The leading Democratic presidential candidates faced pointed questions on gay marriage and the basis for sexual orientation in TV forum.
Former Sen. John Edwards found himself discussing whether he is comfortable around gay people - he said he is. New Mexico Gov. Bill Richardson appeared to struggle with a question about why people become gay or lesbian. Sen. Hillary Rodham Clinton ended up defending the record of her husband, former President Bill Clinton, on gay rights.
"We certainly didn't get as much done as I would have liked," the New York senator said. "But there was a lot of honest effort."
Six of the eight Democratic candidates answered questions Thursday on gay rights at the two-hour forum co-sponsored by the Human Rights Campaign, a gay-rights group active in Democratic politics, and Logo, a gay-oriented cable TV channel that aired the forum live.
Organizers said it marked the first time that major presidential candidates appeared on TV specifically to address gay issues.

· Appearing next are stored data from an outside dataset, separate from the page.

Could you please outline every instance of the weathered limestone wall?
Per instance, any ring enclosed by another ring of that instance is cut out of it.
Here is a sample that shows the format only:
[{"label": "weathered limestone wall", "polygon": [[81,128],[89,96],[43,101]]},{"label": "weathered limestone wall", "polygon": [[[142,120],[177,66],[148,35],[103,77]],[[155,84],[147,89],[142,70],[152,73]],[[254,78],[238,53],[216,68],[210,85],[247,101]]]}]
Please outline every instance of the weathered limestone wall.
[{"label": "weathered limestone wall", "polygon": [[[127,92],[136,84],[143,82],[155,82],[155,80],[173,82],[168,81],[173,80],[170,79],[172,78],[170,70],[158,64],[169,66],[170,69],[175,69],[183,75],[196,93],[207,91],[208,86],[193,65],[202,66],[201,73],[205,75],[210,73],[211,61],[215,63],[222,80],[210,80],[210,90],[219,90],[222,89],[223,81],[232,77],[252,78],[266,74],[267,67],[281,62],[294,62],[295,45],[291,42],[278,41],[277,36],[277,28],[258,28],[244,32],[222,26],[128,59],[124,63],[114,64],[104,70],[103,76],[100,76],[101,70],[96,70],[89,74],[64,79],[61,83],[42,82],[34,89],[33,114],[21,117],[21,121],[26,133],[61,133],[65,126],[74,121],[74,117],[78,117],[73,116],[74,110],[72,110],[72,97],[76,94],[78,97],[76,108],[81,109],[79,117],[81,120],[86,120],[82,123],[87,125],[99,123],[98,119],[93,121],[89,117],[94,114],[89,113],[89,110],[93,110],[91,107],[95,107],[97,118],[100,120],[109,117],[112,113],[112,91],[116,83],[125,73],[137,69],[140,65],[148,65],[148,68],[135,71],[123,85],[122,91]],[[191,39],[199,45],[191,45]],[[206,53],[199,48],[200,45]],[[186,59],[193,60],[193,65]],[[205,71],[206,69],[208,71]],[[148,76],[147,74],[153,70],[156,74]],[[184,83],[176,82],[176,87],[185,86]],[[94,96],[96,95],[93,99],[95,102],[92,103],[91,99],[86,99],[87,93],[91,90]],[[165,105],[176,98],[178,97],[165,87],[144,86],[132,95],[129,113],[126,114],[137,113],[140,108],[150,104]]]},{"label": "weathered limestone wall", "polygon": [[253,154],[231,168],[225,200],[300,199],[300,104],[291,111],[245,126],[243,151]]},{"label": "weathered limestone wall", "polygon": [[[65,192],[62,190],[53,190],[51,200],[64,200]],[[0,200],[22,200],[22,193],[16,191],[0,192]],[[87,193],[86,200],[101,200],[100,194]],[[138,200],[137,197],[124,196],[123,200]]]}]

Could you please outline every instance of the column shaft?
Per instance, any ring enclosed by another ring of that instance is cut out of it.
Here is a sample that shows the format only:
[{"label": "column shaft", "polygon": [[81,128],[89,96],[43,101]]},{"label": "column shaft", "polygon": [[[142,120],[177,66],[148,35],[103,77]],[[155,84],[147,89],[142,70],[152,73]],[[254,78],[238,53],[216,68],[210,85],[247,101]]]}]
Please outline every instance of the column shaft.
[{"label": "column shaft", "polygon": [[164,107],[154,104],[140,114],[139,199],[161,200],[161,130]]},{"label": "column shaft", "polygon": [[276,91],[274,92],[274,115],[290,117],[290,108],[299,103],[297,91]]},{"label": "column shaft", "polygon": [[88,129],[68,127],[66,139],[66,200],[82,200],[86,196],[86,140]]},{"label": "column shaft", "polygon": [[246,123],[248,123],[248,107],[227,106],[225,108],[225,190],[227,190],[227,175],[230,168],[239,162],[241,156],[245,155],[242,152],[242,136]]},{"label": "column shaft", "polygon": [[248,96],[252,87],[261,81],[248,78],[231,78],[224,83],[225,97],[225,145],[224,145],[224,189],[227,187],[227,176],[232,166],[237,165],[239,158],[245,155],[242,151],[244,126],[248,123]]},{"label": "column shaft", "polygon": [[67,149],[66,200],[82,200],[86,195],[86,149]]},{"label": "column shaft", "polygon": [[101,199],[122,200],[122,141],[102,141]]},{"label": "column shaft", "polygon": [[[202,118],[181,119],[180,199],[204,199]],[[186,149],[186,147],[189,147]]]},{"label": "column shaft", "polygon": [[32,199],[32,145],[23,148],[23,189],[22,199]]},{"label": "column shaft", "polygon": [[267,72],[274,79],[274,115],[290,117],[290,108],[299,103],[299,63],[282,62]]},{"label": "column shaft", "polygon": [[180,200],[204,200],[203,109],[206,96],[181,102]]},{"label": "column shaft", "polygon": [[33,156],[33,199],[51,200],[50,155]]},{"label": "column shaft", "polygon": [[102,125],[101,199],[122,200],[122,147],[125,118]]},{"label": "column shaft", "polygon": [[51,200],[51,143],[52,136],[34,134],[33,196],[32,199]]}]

The candidates appeared one at a time in an upholstered chair on a Hollywood studio set and took questions from a panel that included singer Melissa Etheridge.
The candidates underscored differences with Republicans on gay and lesbian rights, but leading candidates also faced aggressive questioning on their reluctance to embrace marriage for same-sex couples.
All of the Democratic candidates support a federal ban on anti-gay job discrimination, want to repeal the "don't ask, don't tell" policy barring gays from serving openly in the military and support civil unions that would extend marriage-like rights to same-sex couples.